16/02/2026 ◦ Por: João Vitor Barros

Um estudo conduzido por pesquisadoras da Universidade de Macau revelou que o consumo excessivo de vídeos curtos nas redes sociais pode prejudicar o desenvolvimento cognitivo das crianças. Além disso, a pesquisa indica que esse hábito pode aumentar casos de ansiedade social, insegurança e dificuldades de concentração.

De acordo com Wang Wei, acadêmica da área de Psicologia Educacional e autora do estudo Dependência de vídeos curtos, envolvimento escolar e inclusão social entre estudantes rurais chineses, existe uma correlação direta entre o tempo de exposição e o desempenho escolar. Ou seja, quanto mais os estudantes consomem vídeos curtos, menor tende a ser o envolvimento com a escola.

Correlação entre consumo e desempenho escolar

Segundo a pesquisadora, as plataformas de vídeos curtos oferecem estímulos rápidos e personalizados. Dessa forma, acabam atendendo necessidades emocionais e sociais de maneira imediata. No entanto, esse tipo de satisfação digital pode substituir interações presenciais importantes para o desenvolvimento infantil.

Wang alerta que essa dinâmica favorece o uso excessivo. Além disso, pode desencadear comportamentos compulsivos. Para ela, simplesmente retirar o celular das crianças não resolve o problema. É fundamental, portanto, fortalecer o apoio emocional offline e incentivar o desenvolvimento da autorregulação digital.

Superestimulação e efeitos cognitivos

A professora Anise Wu Man Sze, também da Universidade de Macau e autora do estudo A relação das componentes afetivas e cognitivas no uso problemático de vídeos curtos, reforça o alerta. Segundo ela, os vídeos curtos geram superestimulação. Como resultado, podem comprometer o desenvolvimento cognitivo saudável.

A pesquisadora destaca que o fácil acesso contribui para o problema. Os vídeos estão disponíveis a qualquer hora e em qualquer lugar. Além disso, são gratuitos e projetados para prender a atenção do usuário.

Wu explica que muitos comportamentos de dependência começam com um propósito funcional. No entanto, podem evoluir para uma forma de fuga diante de pressões diárias, estresse ou situações desagradáveis. Assim, o uso passa a interferir na rotina, no sono, no tempo em família e até no desempenho escolar.

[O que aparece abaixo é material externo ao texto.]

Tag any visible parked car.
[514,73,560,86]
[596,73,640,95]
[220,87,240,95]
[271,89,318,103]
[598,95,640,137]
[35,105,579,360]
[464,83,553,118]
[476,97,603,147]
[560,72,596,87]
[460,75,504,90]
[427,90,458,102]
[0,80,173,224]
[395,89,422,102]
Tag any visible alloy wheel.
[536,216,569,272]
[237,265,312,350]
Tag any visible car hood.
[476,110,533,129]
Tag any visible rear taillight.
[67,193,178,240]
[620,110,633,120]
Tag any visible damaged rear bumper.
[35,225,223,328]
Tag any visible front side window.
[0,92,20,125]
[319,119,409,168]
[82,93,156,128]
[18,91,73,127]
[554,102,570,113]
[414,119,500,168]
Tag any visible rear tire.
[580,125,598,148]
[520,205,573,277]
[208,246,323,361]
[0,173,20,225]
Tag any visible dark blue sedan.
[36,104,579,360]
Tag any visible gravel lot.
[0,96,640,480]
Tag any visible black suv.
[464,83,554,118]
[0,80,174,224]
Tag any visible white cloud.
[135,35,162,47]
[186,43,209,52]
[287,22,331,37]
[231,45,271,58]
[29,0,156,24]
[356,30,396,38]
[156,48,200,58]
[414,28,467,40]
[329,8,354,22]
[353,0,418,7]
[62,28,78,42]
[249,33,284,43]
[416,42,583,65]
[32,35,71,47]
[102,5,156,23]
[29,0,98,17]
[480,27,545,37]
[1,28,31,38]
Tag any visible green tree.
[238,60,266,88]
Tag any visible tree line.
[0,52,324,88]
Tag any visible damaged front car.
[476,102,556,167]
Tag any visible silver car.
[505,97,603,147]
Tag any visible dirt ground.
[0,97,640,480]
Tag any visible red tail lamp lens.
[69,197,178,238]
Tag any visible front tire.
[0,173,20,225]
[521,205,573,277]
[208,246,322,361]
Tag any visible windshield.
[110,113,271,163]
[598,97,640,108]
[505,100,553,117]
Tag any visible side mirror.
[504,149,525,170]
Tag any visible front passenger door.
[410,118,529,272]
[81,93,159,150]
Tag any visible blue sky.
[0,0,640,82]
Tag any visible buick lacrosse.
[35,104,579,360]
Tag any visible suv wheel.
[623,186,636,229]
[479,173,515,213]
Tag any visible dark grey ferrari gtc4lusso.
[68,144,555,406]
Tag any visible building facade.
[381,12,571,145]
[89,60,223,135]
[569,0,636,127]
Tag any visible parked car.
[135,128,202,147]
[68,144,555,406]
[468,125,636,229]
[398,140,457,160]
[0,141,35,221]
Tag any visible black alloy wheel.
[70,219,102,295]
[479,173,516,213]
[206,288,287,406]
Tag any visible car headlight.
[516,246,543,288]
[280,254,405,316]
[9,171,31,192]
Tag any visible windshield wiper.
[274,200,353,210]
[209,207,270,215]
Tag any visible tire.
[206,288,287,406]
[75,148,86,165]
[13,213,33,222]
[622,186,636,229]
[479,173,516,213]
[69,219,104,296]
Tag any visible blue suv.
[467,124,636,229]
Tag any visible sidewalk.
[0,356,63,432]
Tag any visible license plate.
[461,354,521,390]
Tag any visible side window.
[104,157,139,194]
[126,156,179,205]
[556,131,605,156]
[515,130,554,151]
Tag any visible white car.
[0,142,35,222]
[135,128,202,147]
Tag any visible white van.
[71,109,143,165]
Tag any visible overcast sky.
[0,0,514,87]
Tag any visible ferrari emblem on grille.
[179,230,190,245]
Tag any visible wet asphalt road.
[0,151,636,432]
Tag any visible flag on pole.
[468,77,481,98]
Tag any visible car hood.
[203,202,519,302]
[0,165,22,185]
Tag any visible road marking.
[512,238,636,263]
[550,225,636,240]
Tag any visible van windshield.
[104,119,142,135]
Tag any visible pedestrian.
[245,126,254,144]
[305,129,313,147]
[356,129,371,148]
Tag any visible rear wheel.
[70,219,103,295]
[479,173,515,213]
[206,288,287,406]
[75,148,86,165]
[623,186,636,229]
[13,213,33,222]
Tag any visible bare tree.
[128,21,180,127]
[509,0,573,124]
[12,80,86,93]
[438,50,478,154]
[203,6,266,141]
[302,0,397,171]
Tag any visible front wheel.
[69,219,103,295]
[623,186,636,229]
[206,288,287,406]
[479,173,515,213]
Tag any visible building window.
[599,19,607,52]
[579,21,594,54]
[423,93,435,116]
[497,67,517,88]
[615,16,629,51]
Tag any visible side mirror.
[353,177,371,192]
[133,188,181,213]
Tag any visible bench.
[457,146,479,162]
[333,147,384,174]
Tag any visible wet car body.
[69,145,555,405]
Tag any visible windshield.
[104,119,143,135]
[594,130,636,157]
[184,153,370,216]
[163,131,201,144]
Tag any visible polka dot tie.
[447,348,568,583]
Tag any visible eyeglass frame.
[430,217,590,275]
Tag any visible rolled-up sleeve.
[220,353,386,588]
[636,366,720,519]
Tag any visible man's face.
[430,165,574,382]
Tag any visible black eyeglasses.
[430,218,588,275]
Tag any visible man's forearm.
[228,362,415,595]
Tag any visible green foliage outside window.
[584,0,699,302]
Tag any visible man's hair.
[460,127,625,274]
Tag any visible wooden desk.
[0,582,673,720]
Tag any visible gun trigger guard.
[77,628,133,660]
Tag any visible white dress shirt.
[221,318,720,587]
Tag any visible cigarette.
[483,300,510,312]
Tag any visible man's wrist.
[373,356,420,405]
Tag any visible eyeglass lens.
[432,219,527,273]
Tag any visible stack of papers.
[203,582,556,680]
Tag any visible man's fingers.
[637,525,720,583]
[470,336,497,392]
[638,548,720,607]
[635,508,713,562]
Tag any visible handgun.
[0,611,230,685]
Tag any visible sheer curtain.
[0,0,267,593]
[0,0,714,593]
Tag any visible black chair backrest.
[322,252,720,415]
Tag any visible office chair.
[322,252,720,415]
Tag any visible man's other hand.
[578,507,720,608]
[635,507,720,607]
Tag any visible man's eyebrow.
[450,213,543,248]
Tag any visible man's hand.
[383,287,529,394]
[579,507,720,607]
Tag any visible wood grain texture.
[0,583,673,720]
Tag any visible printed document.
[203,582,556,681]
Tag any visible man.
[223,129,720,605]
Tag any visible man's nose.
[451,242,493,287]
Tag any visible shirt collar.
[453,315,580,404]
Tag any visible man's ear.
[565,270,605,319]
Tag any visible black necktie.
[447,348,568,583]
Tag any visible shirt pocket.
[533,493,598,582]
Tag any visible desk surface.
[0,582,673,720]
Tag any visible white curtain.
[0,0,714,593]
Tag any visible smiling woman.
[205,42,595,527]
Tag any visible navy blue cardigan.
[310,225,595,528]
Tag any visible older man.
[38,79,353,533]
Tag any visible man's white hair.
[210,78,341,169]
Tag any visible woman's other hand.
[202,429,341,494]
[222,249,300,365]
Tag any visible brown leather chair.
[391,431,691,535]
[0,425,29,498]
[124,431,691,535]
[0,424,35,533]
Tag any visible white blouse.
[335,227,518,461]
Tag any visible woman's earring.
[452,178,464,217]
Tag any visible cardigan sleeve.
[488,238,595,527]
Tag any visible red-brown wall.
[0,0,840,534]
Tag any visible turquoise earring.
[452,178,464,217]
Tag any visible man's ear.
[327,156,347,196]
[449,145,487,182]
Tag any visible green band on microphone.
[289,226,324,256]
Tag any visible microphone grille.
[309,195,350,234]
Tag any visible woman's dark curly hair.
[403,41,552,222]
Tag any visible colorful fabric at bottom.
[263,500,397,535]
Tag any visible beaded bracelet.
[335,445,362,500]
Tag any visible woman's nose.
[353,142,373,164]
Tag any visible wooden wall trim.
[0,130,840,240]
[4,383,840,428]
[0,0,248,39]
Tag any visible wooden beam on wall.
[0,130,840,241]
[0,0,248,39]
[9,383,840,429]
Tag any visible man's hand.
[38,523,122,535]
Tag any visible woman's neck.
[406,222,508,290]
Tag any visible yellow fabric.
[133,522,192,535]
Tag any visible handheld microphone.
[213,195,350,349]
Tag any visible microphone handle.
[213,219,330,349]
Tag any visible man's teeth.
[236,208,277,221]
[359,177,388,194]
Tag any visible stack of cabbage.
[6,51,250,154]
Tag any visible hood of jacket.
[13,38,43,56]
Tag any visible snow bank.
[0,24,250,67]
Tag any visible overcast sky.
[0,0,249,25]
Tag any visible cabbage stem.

Dimensão do mercado e crescimento acelerado

O impacto também se relaciona com a dimensão da indústria. Segundo o Relatório Anual sobre o Desenvolvimento dos Serviços Audiovisuais na Internet, até dezembro de 2024, cerca de 1,1 bilhão de pessoas na China tinham acesso a vídeos curtos. Desse total, 98,4% eram usuários ativos do formato.

Além disso, a indústria ultrapassou 1,22 trilhão de yuan em movimentação financeira, impulsionada pelo consumo de vídeos curtos e transmissões ao vivo. O crescimento acelerado, aliado ao uso de algoritmos e inteligência artificial, remodelou o ecossistema digital.

Caminhos para intervenção

Diante desse cenário, as pesquisadoras defendem estratégias equilibradas. Em vez de apenas restringir o acesso aos dispositivos, especialistas recomendam fortalecer vínculos familiares, estimular atividades offline e ensinar competências de autorregulação.

Assim, o debate sobre o uso de vídeos curtos deixa de ser apenas tecnológico. Ele passa, sobretudo, pela saúde emocional e pelo desenvolvimento cognitivo das novas gerações.